IMPLEMENTIERUNGSHÜRDE 1 : DAS PROGNOSEPROBLEM


Seit jeher gehört das Problem der Prognoseunsicherheit zur Wirklichkeit jeder Planung. Eine neue Dimension gewinnt es allerdings im Rahmen der Shareholder-Value-Ansätze. Ein weit in die Zukunft reichender Prognosehorizont und der Anspruch auf eine strategische Dimension der Planung („kein reines Fortschreiben“) soll mit der hohen Exaktheit monetärer Planungsgrößen (Cash-Flows, Kapitalkosten und Kapitalstruktur) verbunden werden. Wir zeigen nachfolgend in einzelnen Abschnitten das Prognose-Problem der Cash-Flows und der Kapitalkosten sowie entsprechende Lösungsansätze auf, bevor in einem letzten Abschnitt die Behandlung des Prognose-Problems in den drei, im Forschungsprojekt untersuchten Unternehmen dargestellt wird.

1. CASH-FLOWS


Wie lassen sich Cash-Flows prognostizieren?


Eine Prognose wird hier verstanden als die Beschreibung möglicher bzw. wahrscheinlicher zukünftiger für das Unternehmen relevanter Tatsachen. Zum Zweck dieser Prognose (vgl. Hansmann, 1993) ist zum einen der Prognosegegenstand („Was soll prognostiziert werden?“) und der Prognosehorizont („Für wieviel Jahre soll prognostiziert werden?“) festzulegen.
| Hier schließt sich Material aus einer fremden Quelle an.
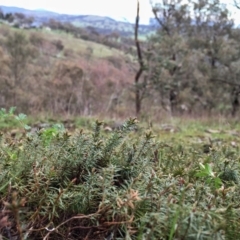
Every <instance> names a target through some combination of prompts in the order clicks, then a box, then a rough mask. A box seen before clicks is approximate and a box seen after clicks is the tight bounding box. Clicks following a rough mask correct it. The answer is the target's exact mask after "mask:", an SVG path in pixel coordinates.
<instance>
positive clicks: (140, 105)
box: [134, 1, 144, 115]
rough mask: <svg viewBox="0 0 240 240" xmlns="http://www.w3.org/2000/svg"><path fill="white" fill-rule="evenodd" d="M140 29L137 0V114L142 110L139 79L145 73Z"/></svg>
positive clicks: (135, 31) (135, 22)
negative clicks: (140, 110)
mask: <svg viewBox="0 0 240 240" xmlns="http://www.w3.org/2000/svg"><path fill="white" fill-rule="evenodd" d="M138 29H139V1H137V16H136V22H135V32H134V33H135V45H136V48H137V56H138V63H139V69H138V71H137V73H136V75H135V87H136V90H135V97H136V99H135V104H136V114H137V115H138V114H139V113H140V110H141V96H140V95H141V94H140V89H139V87H138V83H139V79H140V77H141V75H142V73H143V70H144V63H143V58H142V51H141V47H140V43H139V39H138Z"/></svg>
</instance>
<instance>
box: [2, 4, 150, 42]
mask: <svg viewBox="0 0 240 240" xmlns="http://www.w3.org/2000/svg"><path fill="white" fill-rule="evenodd" d="M0 8H1V9H2V11H3V12H4V13H17V12H18V13H23V14H25V15H26V16H33V17H34V18H35V22H37V23H38V24H39V23H41V24H43V23H45V22H47V21H48V20H50V19H55V20H56V21H60V22H68V23H72V24H74V25H76V26H80V27H89V26H90V27H94V28H95V29H96V30H97V31H98V32H99V33H104V34H110V33H111V32H118V33H119V34H120V35H122V36H128V37H129V36H131V35H132V34H133V31H134V30H133V29H134V24H131V23H129V22H123V21H122V22H121V21H117V20H115V19H112V18H109V17H107V16H106V17H102V16H94V15H67V14H58V13H55V12H50V11H45V10H27V9H23V8H17V7H6V6H0ZM153 30H154V28H153V27H151V26H148V25H140V26H139V32H140V34H141V35H149V34H151V33H152V31H153Z"/></svg>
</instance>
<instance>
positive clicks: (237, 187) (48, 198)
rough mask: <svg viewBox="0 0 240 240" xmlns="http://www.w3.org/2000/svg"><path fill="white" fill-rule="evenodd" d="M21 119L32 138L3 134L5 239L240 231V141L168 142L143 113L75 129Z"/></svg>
mask: <svg viewBox="0 0 240 240" xmlns="http://www.w3.org/2000/svg"><path fill="white" fill-rule="evenodd" d="M11 114H12V113H11ZM11 114H10V115H11ZM7 115H8V114H6V112H2V117H6V116H7ZM16 119H17V120H18V121H19V122H20V123H21V124H22V126H23V127H25V129H26V130H25V135H24V136H23V137H21V138H15V139H14V138H10V137H9V136H8V135H7V134H2V135H1V140H0V159H1V161H0V172H1V174H0V210H1V212H0V237H2V239H108V240H110V239H149V240H150V239H151V240H152V239H169V240H172V239H178V240H183V239H186V240H191V239H192V240H195V239H239V238H240V228H239V218H240V209H239V197H240V188H239V185H238V172H239V147H238V146H236V145H234V146H233V145H231V144H230V142H228V141H222V142H221V143H219V142H216V143H214V142H213V143H211V144H209V145H206V144H205V145H203V144H198V143H192V144H190V143H187V144H186V143H184V142H180V141H178V140H174V141H173V140H171V141H168V140H164V141H161V140H160V141H158V140H156V138H155V136H154V135H153V133H152V132H151V131H146V132H145V131H144V130H143V129H139V128H138V125H137V121H136V120H135V119H129V120H128V121H126V122H125V123H124V124H123V125H122V126H121V127H119V128H118V129H117V130H114V131H112V132H109V133H105V132H103V131H102V130H101V127H102V123H101V122H98V121H96V122H95V127H94V128H93V131H89V130H79V131H76V132H75V133H74V134H69V133H68V132H67V130H65V129H64V127H63V126H61V125H54V126H52V127H48V128H45V129H41V130H39V131H36V132H31V129H30V127H29V126H27V125H24V115H21V114H20V115H18V116H16Z"/></svg>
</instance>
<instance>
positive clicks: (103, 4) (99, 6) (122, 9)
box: [0, 0, 240, 23]
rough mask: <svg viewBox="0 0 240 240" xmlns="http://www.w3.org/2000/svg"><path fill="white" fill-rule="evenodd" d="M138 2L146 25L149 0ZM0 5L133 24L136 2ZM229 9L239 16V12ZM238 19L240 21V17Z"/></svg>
mask: <svg viewBox="0 0 240 240" xmlns="http://www.w3.org/2000/svg"><path fill="white" fill-rule="evenodd" d="M139 1H140V20H141V23H148V22H149V18H150V17H153V15H152V12H151V5H150V3H149V0H139ZM222 1H224V2H226V3H228V4H231V3H232V2H233V0H222ZM155 2H156V0H155ZM0 5H4V6H15V7H22V8H26V9H45V10H50V11H54V12H58V13H66V14H79V15H80V14H90V15H100V16H109V17H113V18H116V19H123V18H125V19H126V20H128V21H130V22H134V20H135V16H136V5H137V0H58V1H56V0H0ZM230 8H231V7H230ZM231 9H233V11H234V12H237V15H238V16H240V10H238V11H237V10H236V9H235V8H231ZM235 16H236V15H235ZM238 18H239V19H240V17H238ZM238 22H239V21H238Z"/></svg>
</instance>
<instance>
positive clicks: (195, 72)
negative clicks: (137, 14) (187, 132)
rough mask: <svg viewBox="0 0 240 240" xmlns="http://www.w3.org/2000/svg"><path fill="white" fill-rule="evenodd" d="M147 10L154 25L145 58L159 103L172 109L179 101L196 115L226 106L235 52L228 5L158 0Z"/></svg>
mask: <svg viewBox="0 0 240 240" xmlns="http://www.w3.org/2000/svg"><path fill="white" fill-rule="evenodd" d="M152 11H153V14H154V16H155V19H156V22H157V23H158V24H159V29H158V31H157V32H156V34H154V35H153V36H152V37H151V38H150V39H149V52H148V54H147V55H146V58H147V59H148V61H149V64H148V75H149V76H150V79H151V84H152V89H154V90H155V91H157V92H158V94H159V101H160V102H161V103H162V106H164V105H167V104H166V102H168V106H169V107H170V110H171V112H172V113H174V109H175V108H178V109H179V108H180V106H183V104H184V105H187V106H188V109H189V110H190V111H191V110H194V109H197V112H198V113H199V109H202V110H203V111H205V110H208V111H209V112H213V111H216V110H219V111H220V110H224V111H225V110H226V109H227V108H230V107H231V95H232V94H231V93H232V92H231V91H232V83H233V85H234V83H235V82H236V79H237V76H238V70H237V69H238V68H237V66H238V59H239V56H240V51H239V41H237V39H239V38H238V35H239V33H238V32H239V31H238V30H237V29H235V28H234V22H233V20H232V19H231V18H230V13H229V11H228V10H227V8H226V7H225V6H224V5H222V4H221V3H220V2H219V1H218V0H214V1H207V0H197V1H192V0H190V1H188V2H186V1H183V0H178V1H177V0H162V1H161V2H157V3H152ZM223 79H225V81H227V83H226V84H222V83H223V81H221V80H223ZM234 101H235V100H234ZM234 101H232V103H233V102H234ZM232 107H233V106H232Z"/></svg>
Zum anderen sind Erklärungmodelle für den Prognosegegenstand auszuwählen („Was erklärt bzw. beeinflußt den Cash-Flow?“) und entsprechende Prognose-Ansätze und Verfahren durchzuführen; auf die Darstellung dieser beiden letztgenannten Elemente wird hier jedoch verzichtet (vgl. dazu das Heft 2 dieser Schriftenreihe und die ausführliche Literatur, so beispielsweise Brockhoff, 1989). Den Abschluß muß ein kritisches Hinterfragen und Interpretieren der Prognoseergebnisse („Sind die Ergebnisse plausibel? Was sagen sie aus?“) bilden.

Prognosegegenstand – „Was soll prognostiziert werden?“


Prognosegegenstand sind – wie anfangs ausgeführt – die Free-Cash-Flows. Sie zeigen sich allerdings in den unterschiedlichen Shareholder-Value-Ansätzen keinesfalls homogen, sondern unterliegen substantiellen inhaltlichen und definitorischen Variationen:

  • So bildet beispielsweise der Auffassung von Bühner folgend der Free-Cash- Flow zusammen mit den Zinszahlungen den Netto-Cash-Flow (vgl. Bühner, 1994, S. 15).
  • Für Lewis addiert sich dagegen der Netto-Cash-Flow zusammen mit den Zinszahlungen zum Free-Cash-Flow – die Definition ist also genau spiegelbildlich (vgl. Lewis, 1995, S. 259).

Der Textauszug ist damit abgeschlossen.